AT&T pushed back against a suggestion from the US Department of Justice (DoJ) that it be required to divest some of its assets in exchange for approval of its merger with Time Warner.
The DoJ put the idea of a “partial divestiture” before trial Judge Richard Leon in filings as part of its court battle to block the AT&T deal.
The government based its case on the idea that AT&T’s tie up with Time Warner would reduce competition and raise prices for consumers. Unlike a behavioural remedy, which prohibits specific anticompetitive practices, DoJ lawyers argued a divestiture would entail the sale of assets causing competitive concern, thereby eliminating incentives for the company to engage in anticompetitive behaviour.

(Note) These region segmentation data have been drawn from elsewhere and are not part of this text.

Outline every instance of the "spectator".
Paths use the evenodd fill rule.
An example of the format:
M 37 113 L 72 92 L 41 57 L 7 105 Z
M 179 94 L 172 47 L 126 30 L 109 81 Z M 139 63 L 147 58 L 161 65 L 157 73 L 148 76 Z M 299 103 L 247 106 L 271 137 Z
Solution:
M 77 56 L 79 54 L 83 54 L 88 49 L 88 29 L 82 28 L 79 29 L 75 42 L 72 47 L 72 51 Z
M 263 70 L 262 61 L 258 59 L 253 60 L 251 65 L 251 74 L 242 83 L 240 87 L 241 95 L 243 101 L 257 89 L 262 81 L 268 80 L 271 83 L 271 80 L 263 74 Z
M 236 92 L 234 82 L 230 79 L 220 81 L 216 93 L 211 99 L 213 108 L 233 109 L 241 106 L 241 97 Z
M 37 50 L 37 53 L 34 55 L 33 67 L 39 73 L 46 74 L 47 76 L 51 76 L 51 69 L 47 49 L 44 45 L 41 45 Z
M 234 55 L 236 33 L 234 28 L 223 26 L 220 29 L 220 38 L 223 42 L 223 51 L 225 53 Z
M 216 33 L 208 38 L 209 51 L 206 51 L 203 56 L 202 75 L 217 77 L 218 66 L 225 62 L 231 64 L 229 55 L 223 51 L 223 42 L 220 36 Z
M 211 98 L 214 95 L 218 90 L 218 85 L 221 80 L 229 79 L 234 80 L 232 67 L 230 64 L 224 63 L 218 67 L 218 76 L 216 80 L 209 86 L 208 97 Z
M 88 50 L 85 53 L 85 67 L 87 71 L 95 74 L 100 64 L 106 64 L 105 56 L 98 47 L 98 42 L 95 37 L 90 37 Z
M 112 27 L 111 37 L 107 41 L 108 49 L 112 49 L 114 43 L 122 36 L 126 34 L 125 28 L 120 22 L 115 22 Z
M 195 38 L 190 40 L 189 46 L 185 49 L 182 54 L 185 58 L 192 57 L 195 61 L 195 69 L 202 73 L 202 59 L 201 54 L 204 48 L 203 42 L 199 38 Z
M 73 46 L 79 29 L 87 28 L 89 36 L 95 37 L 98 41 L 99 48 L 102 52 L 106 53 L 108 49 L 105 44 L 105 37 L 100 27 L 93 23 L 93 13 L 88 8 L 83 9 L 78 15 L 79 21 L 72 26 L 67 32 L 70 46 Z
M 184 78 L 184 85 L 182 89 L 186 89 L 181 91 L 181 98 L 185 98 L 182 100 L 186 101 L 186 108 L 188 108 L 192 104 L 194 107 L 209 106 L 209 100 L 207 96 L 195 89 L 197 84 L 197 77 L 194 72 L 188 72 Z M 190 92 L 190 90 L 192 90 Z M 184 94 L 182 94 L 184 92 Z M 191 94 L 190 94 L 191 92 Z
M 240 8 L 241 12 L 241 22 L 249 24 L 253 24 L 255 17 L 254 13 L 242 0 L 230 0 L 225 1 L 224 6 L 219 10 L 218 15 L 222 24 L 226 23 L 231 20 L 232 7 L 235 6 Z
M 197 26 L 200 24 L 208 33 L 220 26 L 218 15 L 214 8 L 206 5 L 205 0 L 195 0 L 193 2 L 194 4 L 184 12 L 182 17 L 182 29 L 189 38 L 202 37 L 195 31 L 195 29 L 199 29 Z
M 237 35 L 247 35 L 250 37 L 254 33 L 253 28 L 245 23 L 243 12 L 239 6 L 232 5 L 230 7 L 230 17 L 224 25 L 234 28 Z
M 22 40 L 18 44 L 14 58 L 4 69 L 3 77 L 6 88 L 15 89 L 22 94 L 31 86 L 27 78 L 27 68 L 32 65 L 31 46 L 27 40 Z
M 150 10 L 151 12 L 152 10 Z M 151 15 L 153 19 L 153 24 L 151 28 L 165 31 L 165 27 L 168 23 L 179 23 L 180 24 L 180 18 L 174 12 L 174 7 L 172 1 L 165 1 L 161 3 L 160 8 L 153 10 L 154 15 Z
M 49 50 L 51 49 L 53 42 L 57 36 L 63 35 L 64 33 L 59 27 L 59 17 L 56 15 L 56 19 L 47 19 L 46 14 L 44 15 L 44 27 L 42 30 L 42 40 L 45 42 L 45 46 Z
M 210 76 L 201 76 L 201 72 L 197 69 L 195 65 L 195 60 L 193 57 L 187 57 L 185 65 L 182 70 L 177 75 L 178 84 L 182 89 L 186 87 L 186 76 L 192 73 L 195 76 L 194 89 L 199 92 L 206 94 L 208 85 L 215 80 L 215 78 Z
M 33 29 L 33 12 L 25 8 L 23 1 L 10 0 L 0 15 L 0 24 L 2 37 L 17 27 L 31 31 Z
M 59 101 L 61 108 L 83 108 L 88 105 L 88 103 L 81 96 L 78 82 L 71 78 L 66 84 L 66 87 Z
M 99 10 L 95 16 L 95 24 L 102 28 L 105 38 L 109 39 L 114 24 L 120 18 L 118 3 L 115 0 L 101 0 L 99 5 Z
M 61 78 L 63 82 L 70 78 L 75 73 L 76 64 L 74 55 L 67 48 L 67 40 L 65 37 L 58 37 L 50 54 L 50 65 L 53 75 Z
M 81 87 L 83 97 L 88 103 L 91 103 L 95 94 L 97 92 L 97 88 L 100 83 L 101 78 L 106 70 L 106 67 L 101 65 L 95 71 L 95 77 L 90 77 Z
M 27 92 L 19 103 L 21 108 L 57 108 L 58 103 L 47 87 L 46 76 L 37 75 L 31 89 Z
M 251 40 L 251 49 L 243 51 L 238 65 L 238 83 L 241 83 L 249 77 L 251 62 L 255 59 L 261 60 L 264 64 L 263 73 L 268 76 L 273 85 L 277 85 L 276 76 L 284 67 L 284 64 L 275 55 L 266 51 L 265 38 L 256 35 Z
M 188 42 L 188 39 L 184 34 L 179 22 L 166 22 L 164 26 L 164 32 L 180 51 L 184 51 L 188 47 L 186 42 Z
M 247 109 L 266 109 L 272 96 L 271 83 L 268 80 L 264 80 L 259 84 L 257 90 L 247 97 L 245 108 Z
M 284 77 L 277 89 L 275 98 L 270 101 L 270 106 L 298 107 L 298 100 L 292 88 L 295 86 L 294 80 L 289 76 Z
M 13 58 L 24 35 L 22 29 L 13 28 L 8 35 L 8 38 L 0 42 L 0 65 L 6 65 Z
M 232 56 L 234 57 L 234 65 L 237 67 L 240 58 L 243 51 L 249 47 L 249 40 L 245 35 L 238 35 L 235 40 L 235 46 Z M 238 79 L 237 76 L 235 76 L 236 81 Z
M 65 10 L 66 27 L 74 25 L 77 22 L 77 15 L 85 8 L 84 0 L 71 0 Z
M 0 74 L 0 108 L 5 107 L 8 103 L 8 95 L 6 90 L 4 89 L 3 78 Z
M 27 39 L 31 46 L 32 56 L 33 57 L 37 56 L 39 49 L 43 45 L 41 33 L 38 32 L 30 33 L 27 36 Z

But AT&T fought back in its closing brief, noting the DoJ presented “no basis to impose any remedies at all, much less divestitures that would destroy the value of the transaction”.
If it were forced to give up DirecTV, AT&T said it would not be able to offer a planned price decrease for millions of consumers. Divesting Time Warner’s Turner property, which is home to a number of entertainment, sports and news brands, would “eliminate the content innovations and the advertising benefits that put downward pressure on Turner prices,” it continued.
The operator asserted the government “did not even begin to make a credible case that the merger would likely harm competition,” and urged the court to rule in its favour approving the transaction.
Leon said he expects to issue a decision in the case by 12 June. AT&T and Time Warner’s deadline to close the deal is 21 June.